Nous voici plongés dans la Guerre Froide, juste après l’élection de Ronald Reagan, en 1981, à Washington. Mr et Mme Jennings ( Matthew Rys et Keri Russell) ont tout du couple américain modèle : deux beaux enfants, une superbe maison, une vie tout à fait classique. Sauf qu’en réalité, ils sont russes, espions du KGB dans un mission d’infiltration au long cours… qui dure depuis une quinzaine d’années. Pas étonnant que les esprits changent et s’échauffent : l’un commence à préférer la vie dans le camp ennemi, l’autre qu’elle n’est plus obligé de faire semblant d’aimer son mari… et quand un véritable agent de la CIA emménage dans le pavillon d’en face alors qu’on a un agent-double dans le coffre de sa voiture, les choses se compliquent !

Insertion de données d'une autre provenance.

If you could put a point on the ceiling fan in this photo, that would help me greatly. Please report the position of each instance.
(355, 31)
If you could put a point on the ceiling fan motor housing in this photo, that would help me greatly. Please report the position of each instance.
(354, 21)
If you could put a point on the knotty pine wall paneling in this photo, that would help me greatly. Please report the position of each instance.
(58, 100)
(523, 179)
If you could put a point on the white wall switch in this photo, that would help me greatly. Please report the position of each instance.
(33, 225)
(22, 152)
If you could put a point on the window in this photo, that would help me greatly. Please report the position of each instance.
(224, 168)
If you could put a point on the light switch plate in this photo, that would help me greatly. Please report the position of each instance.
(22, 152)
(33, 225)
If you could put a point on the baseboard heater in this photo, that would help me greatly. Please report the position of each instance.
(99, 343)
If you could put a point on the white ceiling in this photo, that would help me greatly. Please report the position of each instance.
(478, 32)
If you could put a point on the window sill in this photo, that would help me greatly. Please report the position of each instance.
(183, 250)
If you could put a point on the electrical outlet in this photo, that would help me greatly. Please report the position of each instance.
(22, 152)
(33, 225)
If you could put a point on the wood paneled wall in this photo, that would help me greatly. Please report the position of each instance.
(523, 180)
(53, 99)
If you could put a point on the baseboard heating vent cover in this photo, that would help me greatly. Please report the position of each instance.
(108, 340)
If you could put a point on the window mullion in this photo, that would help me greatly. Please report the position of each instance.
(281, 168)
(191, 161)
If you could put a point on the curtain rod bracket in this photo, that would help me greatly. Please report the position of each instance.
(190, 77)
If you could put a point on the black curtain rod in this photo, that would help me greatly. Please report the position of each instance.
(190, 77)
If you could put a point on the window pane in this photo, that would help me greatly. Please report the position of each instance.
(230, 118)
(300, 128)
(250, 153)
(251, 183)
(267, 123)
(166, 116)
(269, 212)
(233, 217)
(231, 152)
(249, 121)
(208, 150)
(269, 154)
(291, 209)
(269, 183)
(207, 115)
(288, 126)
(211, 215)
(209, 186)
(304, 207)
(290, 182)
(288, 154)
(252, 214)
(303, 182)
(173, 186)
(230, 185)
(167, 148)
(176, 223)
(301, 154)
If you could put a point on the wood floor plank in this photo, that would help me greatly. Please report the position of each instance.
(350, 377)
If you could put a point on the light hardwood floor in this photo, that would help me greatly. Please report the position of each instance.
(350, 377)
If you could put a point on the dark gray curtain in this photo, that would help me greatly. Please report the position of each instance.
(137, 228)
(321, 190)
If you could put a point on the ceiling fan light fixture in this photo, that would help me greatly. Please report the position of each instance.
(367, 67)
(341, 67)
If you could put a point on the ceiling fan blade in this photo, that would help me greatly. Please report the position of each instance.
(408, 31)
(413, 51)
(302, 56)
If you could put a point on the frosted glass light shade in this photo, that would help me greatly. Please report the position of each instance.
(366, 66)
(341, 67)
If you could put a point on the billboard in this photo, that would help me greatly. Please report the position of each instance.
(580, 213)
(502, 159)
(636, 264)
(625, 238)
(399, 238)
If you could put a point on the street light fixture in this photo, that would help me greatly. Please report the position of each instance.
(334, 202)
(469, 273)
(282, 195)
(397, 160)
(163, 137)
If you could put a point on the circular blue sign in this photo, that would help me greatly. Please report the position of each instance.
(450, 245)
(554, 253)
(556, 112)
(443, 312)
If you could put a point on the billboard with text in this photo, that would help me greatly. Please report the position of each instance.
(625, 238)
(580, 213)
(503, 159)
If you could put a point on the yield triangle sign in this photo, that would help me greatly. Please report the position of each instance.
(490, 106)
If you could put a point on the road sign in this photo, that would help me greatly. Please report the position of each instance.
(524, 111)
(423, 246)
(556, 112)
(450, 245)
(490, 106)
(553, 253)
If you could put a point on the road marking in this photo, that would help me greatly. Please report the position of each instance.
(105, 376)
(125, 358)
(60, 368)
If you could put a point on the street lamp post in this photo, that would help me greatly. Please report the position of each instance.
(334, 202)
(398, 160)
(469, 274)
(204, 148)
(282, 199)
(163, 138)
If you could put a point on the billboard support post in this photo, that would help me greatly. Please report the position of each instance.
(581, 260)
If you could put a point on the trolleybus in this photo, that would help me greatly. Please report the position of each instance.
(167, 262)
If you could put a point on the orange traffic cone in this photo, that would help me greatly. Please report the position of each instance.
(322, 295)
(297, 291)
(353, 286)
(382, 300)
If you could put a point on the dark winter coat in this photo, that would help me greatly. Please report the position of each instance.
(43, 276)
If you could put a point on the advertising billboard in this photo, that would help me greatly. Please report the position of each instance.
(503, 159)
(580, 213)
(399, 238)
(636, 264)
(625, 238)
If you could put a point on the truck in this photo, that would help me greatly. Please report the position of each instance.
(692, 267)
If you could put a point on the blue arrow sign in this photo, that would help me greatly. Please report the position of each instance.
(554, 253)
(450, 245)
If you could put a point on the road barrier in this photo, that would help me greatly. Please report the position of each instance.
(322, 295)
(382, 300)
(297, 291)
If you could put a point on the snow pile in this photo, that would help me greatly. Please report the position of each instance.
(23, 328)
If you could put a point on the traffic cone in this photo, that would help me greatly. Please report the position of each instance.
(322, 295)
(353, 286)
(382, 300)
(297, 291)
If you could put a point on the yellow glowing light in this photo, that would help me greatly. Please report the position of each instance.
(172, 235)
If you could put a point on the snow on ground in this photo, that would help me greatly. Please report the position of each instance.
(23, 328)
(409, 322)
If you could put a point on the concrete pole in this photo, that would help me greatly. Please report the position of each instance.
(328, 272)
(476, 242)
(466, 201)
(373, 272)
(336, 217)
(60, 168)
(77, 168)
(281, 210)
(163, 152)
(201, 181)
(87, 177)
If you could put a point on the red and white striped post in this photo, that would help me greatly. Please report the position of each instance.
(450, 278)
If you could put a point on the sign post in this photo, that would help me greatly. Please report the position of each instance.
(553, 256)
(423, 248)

Une série d’espionnage old-school, mais pas que : voilà ce que The Americans se révèle être. Old-shool par sa réalisation et sa lumière, jouant sur les tons un peu marrons, par une bande-son travaillée et par un soucis de réalisme bien rendu. Mais là où l’on dépasse l’espionnage classique à la James Bond, c’est quand on se penche sur ce couple pas comme les autres. Les deux personnages sont ici pour répondre aux ordres, dévoués entièrement à le mère patrie, vivant un mensonge au quotidien. Et c’est quand la mission qu’ils forment à deux se fissurent car chacun veut prendre position qu’on arrive à un scénario intéressant : être (trop) fidèle à son pays ou se laisser guider par ses propres envies ? Le pilote présente assez efficacement les tensions qui se mettent en place, surtout avec l’arrivée du voisin. Bien sûr, il y a quelques longueurs,  facilités narratives et scénaristiques, par exemple cet emménagement qui serait trop beau si dû au hasard. Mais
la promesse d’une série divertissante est bien là, et on découvre surtout que le travail d’espion peut-être moins glamour, sur du très long terme, et vraiment ingrats. C’est plutôt efficace, bien joué, et on sent le suspens se développer dans la suite de la saison. Bref, une bonne surprise qui n’est certes pas le nouveau Homeland, mais dont on se contentera pour le moment.